1.2.8 Representation 1 Tidy

Representation 1 is in tidy form.

country year cases population
Afghanistan 1999 745 19987071
Afghanistan 2000 2666 20595360
Brazil 1999 37737 172006362
Brazil 2000 80488 174504898
China 1999 212258 1272915272
China 2000 213766 1280428583

1.2.9 Representation 2 not Tidy

Representation 2 is not in tidy form.

  • Observations are spread over multiple rows.
  • The variables cases and population do not have thir own column.
  • The column type contains variable names, not values.
country year type count
Afghanistan 1999 cases 745
Afghanistan 1999 population 19987071
Afghanistan 2000 cases 2666
Afghanistan 2000 population 20595360
Brazil 1999 cases 37737
Brazil 1999 population 172006362
Brazil 2000 cases 80488
Brazil 2000 population 174504898
China 1999 cases 212258
China 1999 population 1272915272
China 2000 cases 213766
China 2000 population 1280428583

1.2.10 Representation 3 not Tidy

Representation 3 is not in tidy form.

The variables cases and population do not have their own columns, but are combined in a single column called rate.

country year rate
Afghanistan 1999 745/19987071
Afghanistan 2000 2666/20595360
Brazil 1999 37737/172006362
Brazil 2000 80488/174504898
China 1999 212258/1272915272
China 2000 213766/1280428583

1.2.11 Representation 4 is not Tidy

Representation 4 is not in tidy form.

  • The variable year is spread across multiple columns.
  • The variables cases and population are spread over multiple tables.
country 1999 2000
Afghanistan 745 2666
Brazil 37737 80488
China 212258 213766
country 1999 2000
Afghanistan 19987071 20595360
Brazil 172006362 174504898
China 1272915272 1280428583

1.2.12 Why Use Tidy Data

  • Data are often easiest to work with when they are in tidy form

  • The tidyverse() R package is useful for creating graphs, and calculating summary statistics when data are in tidy form.

  • Sometimes there is good reason for data to not be in tidy form.
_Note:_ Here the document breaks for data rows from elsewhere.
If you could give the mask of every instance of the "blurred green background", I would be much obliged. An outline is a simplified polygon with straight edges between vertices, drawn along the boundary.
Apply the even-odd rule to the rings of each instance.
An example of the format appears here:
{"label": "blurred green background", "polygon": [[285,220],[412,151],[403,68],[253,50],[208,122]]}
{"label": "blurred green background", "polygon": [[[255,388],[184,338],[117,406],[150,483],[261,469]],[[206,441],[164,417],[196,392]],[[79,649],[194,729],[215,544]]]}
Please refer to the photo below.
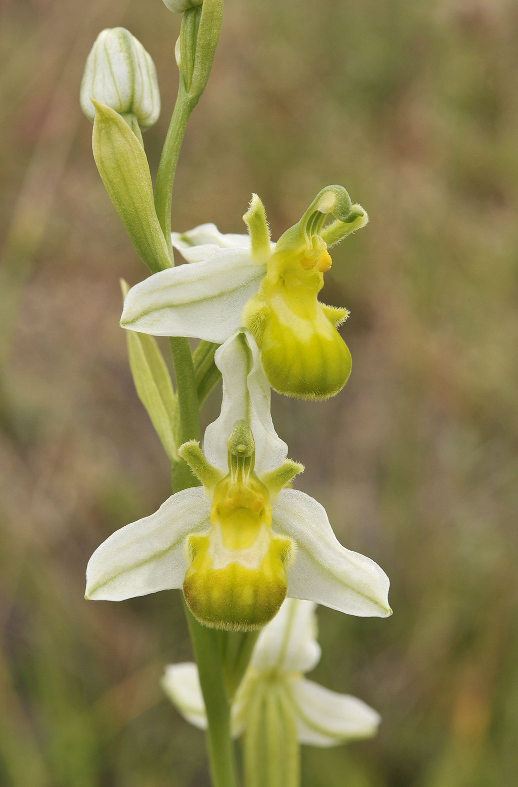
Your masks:
{"label": "blurred green background", "polygon": [[[86,602],[88,557],[169,494],[135,394],[119,277],[136,258],[78,105],[98,31],[128,28],[176,86],[161,0],[3,0],[0,34],[0,784],[207,787],[203,735],[162,696],[191,659],[179,593]],[[338,183],[368,227],[333,254],[353,359],[323,404],[273,397],[297,482],[392,582],[388,620],[320,608],[313,677],[378,737],[305,748],[304,787],[518,783],[518,6],[227,0],[173,227],[273,238]],[[217,412],[219,390],[203,412]]]}

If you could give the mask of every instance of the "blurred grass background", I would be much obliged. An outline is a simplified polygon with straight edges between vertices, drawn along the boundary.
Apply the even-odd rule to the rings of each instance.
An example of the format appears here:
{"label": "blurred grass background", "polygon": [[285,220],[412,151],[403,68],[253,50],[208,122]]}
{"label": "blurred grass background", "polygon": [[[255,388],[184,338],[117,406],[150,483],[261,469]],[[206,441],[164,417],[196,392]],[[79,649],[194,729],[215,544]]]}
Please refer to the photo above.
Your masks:
{"label": "blurred grass background", "polygon": [[[118,279],[136,258],[78,93],[105,27],[157,65],[156,172],[179,15],[161,0],[2,0],[0,784],[205,787],[202,734],[163,698],[191,658],[178,592],[87,603],[86,563],[169,494],[135,394]],[[321,608],[313,677],[383,717],[305,748],[304,787],[518,782],[518,6],[512,0],[227,0],[188,127],[173,227],[273,238],[324,186],[371,216],[333,254],[353,368],[274,396],[300,489],[392,582],[389,620]],[[205,410],[218,410],[214,393]]]}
This is ok, but it makes it harder to work with.

  • In this class, we will focus on data that are already in tidy form. However, if you come across data on your own, you should check that it is tidy before attempting to use the techniques we’ll see in this class.

  • In CMSC/STAT 205: Data-Scientific Programming, we study how to convert data into tidy form if it is not already. More information can be found in R For Data Science by Wickham and Grolemund.